Polarização magnética do espaço

Os raios cósmicos são uma forma abundante de radiação de alta energia que se origina de várias fontes em todo o universo, incluindo estrelas e galáxias distantes. Depois de atingir a atmosfera da Terra, os raios cósmicos acabam se degradando em partículas fundamentais. No nível do solo, a maioria dos raios cósmicos existe apenas como partículas conhecidas como múons.

Os múons são partículas instáveis, que existem por meros 2 milionésimos de segundo, mas como viajam perto da velocidade da luz, foram detectados a mais de 700 metros abaixo da superfície da Terra. Eles também são polarizados magneticamente, o que significa que, em média, os múons compartilham a mesma orientação magnética. Quando os múons finalmente decaem, eles produzem elétrons com a mesma polarização magnética. Os pesquisadores acreditam que a capacidade penetrante do múon permite que ele e seus elétrons filhas afetem potencialmente as moléculas quirais na Terra e em qualquer outro lugar do universo.

“Somos irradiados o tempo todo por raios cósmicos”, explicou Globus, atualmente pesquisador de pós-doutorado na Universidade de Nova York e no Instituto Flatiron da Simons Foundation. “Seus efeitos são pequenos, mas constantes em todos os lugares do planeta onde a vida pode evoluir, e a polarização magnética dos múons e elétrons é sempre a mesma. E mesmo em outros planetas, os raios cósmicos teriam os mesmos efeitos”.

A hipótese dos pesquisadores é que, no início da vida na Terra, essa radiação constante e consistente afetou a evolução das duas formas de vida espelhadas de maneiras diferentes, ajudando uma a prevalecer sobre a outra. Essas pequenas diferenças na taxa de mutação teriam sido mais significativas quando a vida estava começando e as moléculas envolvidas eram muito simples e mais frágeis. Nessas circunstâncias, a influência quiral pequena, mas persistente, dos raios cósmicos poderia ter, ao longo de bilhões de gerações de evolução, produzido o poder biológico único que vemos hoje.

“Isso é um pouco como uma roleta em Las Vegas, onde você pode criar uma leve preferência pelos bolsos vermelhos, em vez dos pretos”, disse Roger Blandford, professor Luke Blossom na Escola de Humanidades e Ciências de Stanford e um autor no papel. “Jogue alguns jogos, você nunca notaria.
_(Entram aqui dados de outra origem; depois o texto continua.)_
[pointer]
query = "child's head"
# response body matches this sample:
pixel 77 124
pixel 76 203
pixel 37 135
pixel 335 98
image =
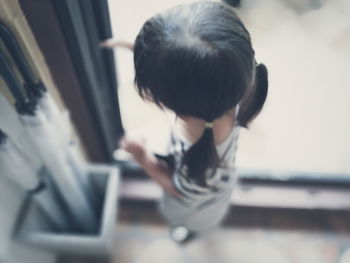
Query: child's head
pixel 197 60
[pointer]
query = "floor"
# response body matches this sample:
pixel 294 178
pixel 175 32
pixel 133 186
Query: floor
pixel 306 47
pixel 248 235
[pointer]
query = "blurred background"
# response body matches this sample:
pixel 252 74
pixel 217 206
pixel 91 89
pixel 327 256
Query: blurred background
pixel 292 201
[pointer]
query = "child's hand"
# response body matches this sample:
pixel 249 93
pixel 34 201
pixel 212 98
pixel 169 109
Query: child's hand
pixel 136 147
pixel 152 166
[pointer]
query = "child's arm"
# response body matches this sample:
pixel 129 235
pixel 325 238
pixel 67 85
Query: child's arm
pixel 150 164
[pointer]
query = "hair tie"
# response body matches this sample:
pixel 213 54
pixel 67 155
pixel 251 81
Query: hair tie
pixel 208 125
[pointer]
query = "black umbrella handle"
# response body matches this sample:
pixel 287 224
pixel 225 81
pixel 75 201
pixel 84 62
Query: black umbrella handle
pixel 33 85
pixel 2 137
pixel 22 103
pixel 17 54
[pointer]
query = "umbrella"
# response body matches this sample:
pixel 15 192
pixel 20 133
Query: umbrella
pixel 25 175
pixel 42 98
pixel 48 147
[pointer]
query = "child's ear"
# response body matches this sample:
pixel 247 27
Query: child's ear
pixel 113 43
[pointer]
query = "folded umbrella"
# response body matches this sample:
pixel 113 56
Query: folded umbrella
pixel 38 94
pixel 48 147
pixel 16 167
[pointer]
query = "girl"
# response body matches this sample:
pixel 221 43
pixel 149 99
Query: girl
pixel 197 60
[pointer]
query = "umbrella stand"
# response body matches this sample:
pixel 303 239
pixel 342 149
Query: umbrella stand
pixel 98 243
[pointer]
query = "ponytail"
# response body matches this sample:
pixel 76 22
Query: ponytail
pixel 254 102
pixel 200 156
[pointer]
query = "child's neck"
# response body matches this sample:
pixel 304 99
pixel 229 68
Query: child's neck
pixel 192 128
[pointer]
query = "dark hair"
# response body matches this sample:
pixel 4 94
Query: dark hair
pixel 197 60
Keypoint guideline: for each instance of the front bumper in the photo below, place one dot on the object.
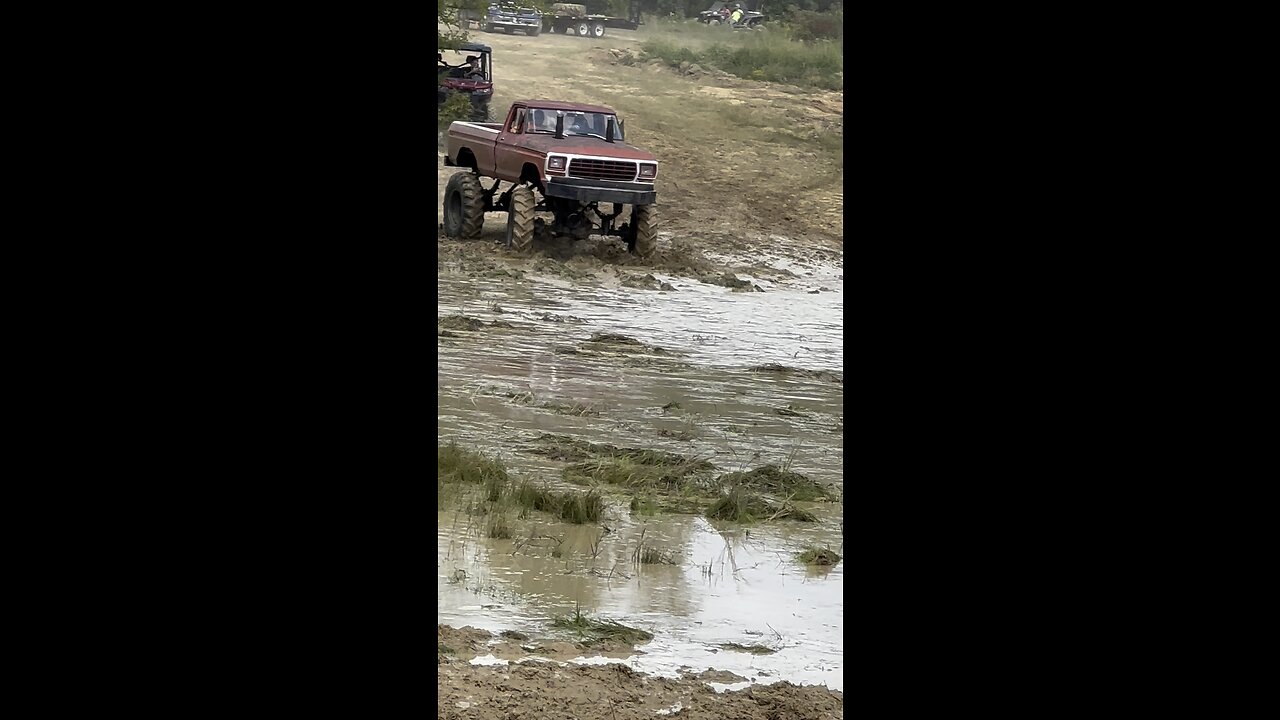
(602, 191)
(520, 24)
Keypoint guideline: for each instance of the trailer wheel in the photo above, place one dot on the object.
(520, 218)
(464, 205)
(644, 231)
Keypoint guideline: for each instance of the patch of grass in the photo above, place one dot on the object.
(641, 468)
(649, 555)
(736, 505)
(766, 57)
(816, 555)
(752, 648)
(799, 372)
(460, 465)
(581, 507)
(529, 496)
(615, 342)
(458, 323)
(643, 505)
(740, 505)
(780, 482)
(497, 525)
(598, 629)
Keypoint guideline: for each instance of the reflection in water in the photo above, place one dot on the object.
(498, 390)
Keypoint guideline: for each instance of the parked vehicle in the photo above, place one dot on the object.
(721, 13)
(508, 17)
(574, 19)
(561, 158)
(455, 73)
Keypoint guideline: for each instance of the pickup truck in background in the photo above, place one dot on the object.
(560, 158)
(510, 17)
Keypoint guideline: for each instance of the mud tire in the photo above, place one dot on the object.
(464, 205)
(520, 219)
(644, 226)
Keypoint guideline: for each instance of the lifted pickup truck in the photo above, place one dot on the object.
(572, 155)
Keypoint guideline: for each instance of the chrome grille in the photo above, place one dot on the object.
(602, 169)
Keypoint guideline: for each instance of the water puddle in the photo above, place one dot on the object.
(735, 378)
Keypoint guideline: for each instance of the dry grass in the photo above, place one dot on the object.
(598, 629)
(460, 465)
(818, 556)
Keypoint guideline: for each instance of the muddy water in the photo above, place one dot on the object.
(501, 387)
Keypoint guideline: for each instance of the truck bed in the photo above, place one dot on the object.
(480, 137)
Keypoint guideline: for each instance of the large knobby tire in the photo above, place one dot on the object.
(520, 219)
(644, 224)
(464, 205)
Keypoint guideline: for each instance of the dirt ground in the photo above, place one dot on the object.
(746, 171)
(548, 688)
(744, 167)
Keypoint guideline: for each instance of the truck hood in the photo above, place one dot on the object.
(577, 145)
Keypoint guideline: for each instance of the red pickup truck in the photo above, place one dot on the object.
(562, 158)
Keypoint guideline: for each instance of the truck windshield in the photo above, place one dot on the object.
(593, 124)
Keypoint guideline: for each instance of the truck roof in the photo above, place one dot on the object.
(563, 105)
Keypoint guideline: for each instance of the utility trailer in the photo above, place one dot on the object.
(574, 19)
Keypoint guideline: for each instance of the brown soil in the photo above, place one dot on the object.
(545, 691)
(760, 187)
(539, 687)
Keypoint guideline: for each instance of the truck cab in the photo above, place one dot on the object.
(572, 154)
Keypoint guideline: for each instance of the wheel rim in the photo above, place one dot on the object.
(453, 213)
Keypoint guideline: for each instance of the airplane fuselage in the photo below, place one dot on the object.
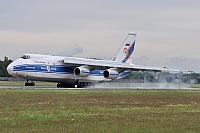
(51, 69)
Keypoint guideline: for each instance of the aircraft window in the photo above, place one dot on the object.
(25, 57)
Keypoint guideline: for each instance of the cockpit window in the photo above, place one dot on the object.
(25, 56)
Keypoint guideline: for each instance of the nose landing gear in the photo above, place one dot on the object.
(29, 84)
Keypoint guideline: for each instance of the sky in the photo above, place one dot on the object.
(167, 31)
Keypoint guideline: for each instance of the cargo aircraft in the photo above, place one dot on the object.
(73, 72)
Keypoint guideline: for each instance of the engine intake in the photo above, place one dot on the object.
(111, 74)
(81, 71)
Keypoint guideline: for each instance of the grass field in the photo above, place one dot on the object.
(23, 110)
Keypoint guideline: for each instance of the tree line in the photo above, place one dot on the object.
(3, 67)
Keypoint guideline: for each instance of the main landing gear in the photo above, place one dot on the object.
(29, 83)
(78, 85)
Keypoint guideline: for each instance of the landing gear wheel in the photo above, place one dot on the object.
(29, 84)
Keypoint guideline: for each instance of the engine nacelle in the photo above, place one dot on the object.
(81, 71)
(111, 74)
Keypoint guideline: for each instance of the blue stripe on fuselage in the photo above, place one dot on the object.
(57, 69)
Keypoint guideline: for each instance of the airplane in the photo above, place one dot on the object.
(70, 72)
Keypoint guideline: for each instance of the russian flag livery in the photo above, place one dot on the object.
(125, 52)
(128, 51)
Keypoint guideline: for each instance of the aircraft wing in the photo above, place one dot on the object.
(106, 64)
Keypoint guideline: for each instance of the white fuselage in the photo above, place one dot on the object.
(50, 68)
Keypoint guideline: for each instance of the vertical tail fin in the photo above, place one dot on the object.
(124, 54)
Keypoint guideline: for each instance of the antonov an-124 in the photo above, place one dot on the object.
(78, 72)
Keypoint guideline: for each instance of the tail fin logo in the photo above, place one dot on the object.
(128, 51)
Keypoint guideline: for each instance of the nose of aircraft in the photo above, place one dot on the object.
(10, 68)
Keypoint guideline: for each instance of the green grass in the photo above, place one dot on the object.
(21, 83)
(99, 111)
Mas se você jogar com esta roleta por muitos anos, quem apostar habitualmente no vermelho ganhará dinheiro e quem apostar no preto perderá e desaparecerá.”

Pronto para ser surpreendido

Globus e Blandford sugerem experimentos que podem ajudar a provar ou refutar sua hipótese de raios cósmicos. Por exemplo, eles gostariam de testar como as bactérias respondem à radiação com diferentes polarizações magnéticas.

“Experiências como essa nunca foram realizadas e estou empolgado em ver o que elas nos ensinam. Surpresas surgem inevitavelmente de trabalhos adicionais sobre tópicos interdisciplinares”, disse Globus.

Os pesquisadores também esperam amostras orgânicas de cometas, asteróides ou Marte para ver se eles também exibem um viés quiral.

“Essa idéia conecta a física fundamental e a origem da vida”, disse Blandford, que também é Stanford e professor de física de física e partículas do SLAC e ex-diretor da KIPAC. “Independentemente de estar ou não correto, fazer a ponte entre esses campos muito diferentes é emocionante e um experimento bem-sucedido deve ser interessante”.